Lord Justice Leveson gave his clearest indication yet as to the direction of his final report, which will set out his proposal on how to improve the culture, practice and ethics of the press, when it is released in October.
He told the inquiry yesterday that he wanted a body that was independent of the government and of the press.
“Whatever comes out of this must be independent of government, independent of the state, independent of parliament but independent of the press.”
Tony Blair, who gave evidence to the inquiry yesterday said that Leveson had the chance to “drain the poison from the culture” of the press.
The former prime minister also appealed for consensus on reform, with which Leveson concurred, stressing the importance of political consensus in order to avoid problems with previous inquiries where reforms were seen as “too difficult”.
The chairman of the inquiry emphasised that he has “absolutely no interest in imperiling the freedom of expression of the Press”, and also said that the new body has “got to be speedy, it’s got to be effective, it’s got to achieve a result.”
“It has to have experts in it, it must command the respect of the press but also the general public. I would like to think about a system that provides redress, particularly to those who can’t afford to litigate.”
Lord Justice Leveson said that he had been contacted by disabled, transgender and immigrant groups who felt that they were unable to make collective complaints about articles they believed were prejudicial or inaccurate because under the current PCC rules, only specific complaints from individuals are considered.

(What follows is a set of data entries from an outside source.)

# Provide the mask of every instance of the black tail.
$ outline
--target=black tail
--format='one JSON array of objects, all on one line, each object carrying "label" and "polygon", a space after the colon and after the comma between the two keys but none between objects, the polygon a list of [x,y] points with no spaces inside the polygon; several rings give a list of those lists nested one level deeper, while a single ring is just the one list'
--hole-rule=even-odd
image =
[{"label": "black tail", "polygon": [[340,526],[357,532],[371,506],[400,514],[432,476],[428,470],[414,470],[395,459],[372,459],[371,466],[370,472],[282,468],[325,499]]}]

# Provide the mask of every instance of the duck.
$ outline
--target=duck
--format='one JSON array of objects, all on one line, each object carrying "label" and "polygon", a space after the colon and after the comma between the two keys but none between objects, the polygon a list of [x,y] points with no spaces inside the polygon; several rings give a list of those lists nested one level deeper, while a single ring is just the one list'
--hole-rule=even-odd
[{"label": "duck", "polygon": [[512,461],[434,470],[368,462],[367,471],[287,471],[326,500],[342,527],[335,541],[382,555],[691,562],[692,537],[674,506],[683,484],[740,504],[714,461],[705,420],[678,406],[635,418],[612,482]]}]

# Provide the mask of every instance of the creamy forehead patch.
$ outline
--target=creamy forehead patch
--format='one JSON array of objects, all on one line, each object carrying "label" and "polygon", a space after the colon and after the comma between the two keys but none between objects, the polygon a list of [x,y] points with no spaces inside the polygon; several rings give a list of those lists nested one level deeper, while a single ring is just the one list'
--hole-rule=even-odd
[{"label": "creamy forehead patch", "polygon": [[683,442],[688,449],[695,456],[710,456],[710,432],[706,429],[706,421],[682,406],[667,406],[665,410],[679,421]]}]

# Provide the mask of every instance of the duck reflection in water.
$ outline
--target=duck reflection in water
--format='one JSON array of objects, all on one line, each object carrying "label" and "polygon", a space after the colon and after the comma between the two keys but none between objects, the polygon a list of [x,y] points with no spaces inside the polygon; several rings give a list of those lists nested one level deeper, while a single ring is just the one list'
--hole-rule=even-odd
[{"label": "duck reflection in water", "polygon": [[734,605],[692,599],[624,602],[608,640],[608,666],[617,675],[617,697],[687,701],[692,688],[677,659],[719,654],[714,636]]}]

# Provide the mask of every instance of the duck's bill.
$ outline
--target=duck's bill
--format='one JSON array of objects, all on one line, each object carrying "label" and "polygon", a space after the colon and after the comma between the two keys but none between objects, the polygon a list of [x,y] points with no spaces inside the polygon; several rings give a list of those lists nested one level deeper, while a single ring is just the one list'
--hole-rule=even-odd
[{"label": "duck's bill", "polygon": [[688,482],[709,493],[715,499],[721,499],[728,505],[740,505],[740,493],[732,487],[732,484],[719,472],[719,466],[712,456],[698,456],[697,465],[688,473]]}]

The judge also outlined his plans to deal with the need for prior notification to people who have had stories written about them. Leveson’s plan will involve the establishment of a new ombudsman to regulate such matters. This aims to take into account the views of people like Max Moseley, the former head of Formula 1 who won damages from News of the World over its story about a sex orgy. While Lord Justice Leveson conceded that this measure could “lead to litigation and kill a story”, he felt confident that the establishment of an independent figure to regulate “editorial enthusiasm” would contribute overall to fairer journalism.